Project Report Due: 9:00am Monday May 12
Project Presentations: Week of May 12

Overall Project Goals

The goals of this project are to work with your team:

  1. To answer a specific question assigned to your group using the on time flight data from the Bureau of Transportation Statistics. The question should be answered two ways: (a) by using all of the data to come up with a population-based answer and (b) by using an appropriate sampling technique to come up with a sample-based answer (with appropriate quantification(s) of uncertainty).

  2. To produce a short report summarizing your findings.

  3. To make a presentation giving more details about your findings to the entire class.

Project Data

Data for this project come from the Bureau of Transportation Statistics Airline On Time Statistics.

The data are hosted in the PostgreSQL database, see the Getting the Data section below.

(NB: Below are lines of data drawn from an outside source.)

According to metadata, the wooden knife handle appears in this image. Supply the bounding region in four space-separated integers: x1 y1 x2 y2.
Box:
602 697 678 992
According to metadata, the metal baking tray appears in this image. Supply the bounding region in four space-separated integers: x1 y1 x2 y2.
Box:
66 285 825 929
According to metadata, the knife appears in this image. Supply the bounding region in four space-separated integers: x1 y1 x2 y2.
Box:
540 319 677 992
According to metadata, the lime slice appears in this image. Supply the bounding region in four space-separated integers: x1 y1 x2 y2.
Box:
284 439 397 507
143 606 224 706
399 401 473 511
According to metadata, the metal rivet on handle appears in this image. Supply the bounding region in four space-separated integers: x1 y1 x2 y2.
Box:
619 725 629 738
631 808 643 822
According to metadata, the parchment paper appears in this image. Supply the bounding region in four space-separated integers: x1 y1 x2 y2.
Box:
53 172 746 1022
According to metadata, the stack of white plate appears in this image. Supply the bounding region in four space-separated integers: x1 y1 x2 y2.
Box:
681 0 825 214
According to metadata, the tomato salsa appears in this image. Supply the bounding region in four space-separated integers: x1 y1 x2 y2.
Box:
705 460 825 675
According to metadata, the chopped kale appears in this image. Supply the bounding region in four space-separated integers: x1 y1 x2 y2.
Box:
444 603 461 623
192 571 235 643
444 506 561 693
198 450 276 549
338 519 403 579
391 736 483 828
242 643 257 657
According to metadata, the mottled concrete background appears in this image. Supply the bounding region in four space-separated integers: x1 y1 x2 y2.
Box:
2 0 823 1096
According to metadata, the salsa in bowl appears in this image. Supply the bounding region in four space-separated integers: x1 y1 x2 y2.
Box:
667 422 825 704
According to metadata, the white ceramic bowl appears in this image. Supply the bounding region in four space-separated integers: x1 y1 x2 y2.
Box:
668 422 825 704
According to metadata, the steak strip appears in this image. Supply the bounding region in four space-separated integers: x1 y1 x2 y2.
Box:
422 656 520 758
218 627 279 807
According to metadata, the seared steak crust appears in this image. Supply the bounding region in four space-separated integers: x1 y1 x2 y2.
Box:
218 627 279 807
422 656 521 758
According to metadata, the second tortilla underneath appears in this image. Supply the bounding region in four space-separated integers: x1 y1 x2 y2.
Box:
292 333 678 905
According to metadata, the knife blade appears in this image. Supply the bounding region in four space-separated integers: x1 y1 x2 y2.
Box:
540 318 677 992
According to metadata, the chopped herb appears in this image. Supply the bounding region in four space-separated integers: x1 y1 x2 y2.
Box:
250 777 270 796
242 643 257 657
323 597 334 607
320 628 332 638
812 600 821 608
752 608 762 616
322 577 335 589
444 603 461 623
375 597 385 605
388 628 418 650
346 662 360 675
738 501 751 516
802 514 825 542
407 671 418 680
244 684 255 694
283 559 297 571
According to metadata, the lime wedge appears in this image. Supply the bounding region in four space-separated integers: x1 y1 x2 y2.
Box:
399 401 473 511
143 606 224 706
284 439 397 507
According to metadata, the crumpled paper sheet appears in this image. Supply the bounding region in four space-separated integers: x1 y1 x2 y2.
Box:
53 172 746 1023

You may also find the following helpful:

Project Deliverables

  1. By Wednesday, April 30 at 9:00am: Be able to discuss some ideas about population-based approaches and sampling-based approaches with the entire class.

  2. By Monday, May 12 at 9:00am: Submit a two-page (reasonable margins and font size) document that summarizes the following:

    • Project/data background and the question that you addressed.
    • Your findings from the population-based approach, including a discussion of all the assumptions you made.
    • Your findings from the sample-based approach, including a discussion of all the assumptions you made.
    • A comparison of the two approaches, as well as obstacles you encountered while implementing one or both approaches, and useful/interesting solutions to overcoming those obstacles.
  3. During the week of May 12 Make a 20 minute presentation of your project. The order in which teams make presentations will be determined randomly during the week of May 5. Each presentation must consist of four sections: (1) Overview and Question of Interest; (2) Population-based Findings; (3) Sample-based Findings; (4) Discussion, Obstacles and Solutions. These sections may not necessarily be of equal length, but the total presentation length must not be longer than 20 minutes. All members of your team must be prepared to deliver all four sections—assignments of which team member will present which section will be determined randomly immediately before the presentation begins.

    Presentation slides must be made available in PDF format so that they can be posted on the course website—these should be sent to Charlotte or Alix before 9:00am on the day your group presents.

  4. By Friday, May 16 at 9:50am: You must provide Charlotte and Alix with access to your GIT repository where we will be able to access your well-documented R-code with which we could completely reproduce the content of your summary report and your presentation.

  5. By Friday, May 16 at 9:50am: Each group member must turn in a completed Group Member Evaluation Form for all other members on his/her team.

Getting the data

  1. Install postgreSQL from: http://www.enterprisedb.com/products-services-training/pgdownload

  2. Install the R package RPostgreSQL

  3. Then run the following code (you shouldn’t get any errors):

library(dplyr)

endpoint <- "flights.cwick.co.nz"
user <- "student"
password <- "password"

ontime <- src_postgres("ontime", 
  host = endpoint,
  port = 5432,
  user = user,
  password = password)

flights <- tbl(ontime, "flights")
as.tbl(head(flights))

You can then treat flights like a data.frame and use the dplyr verbs. More details in class.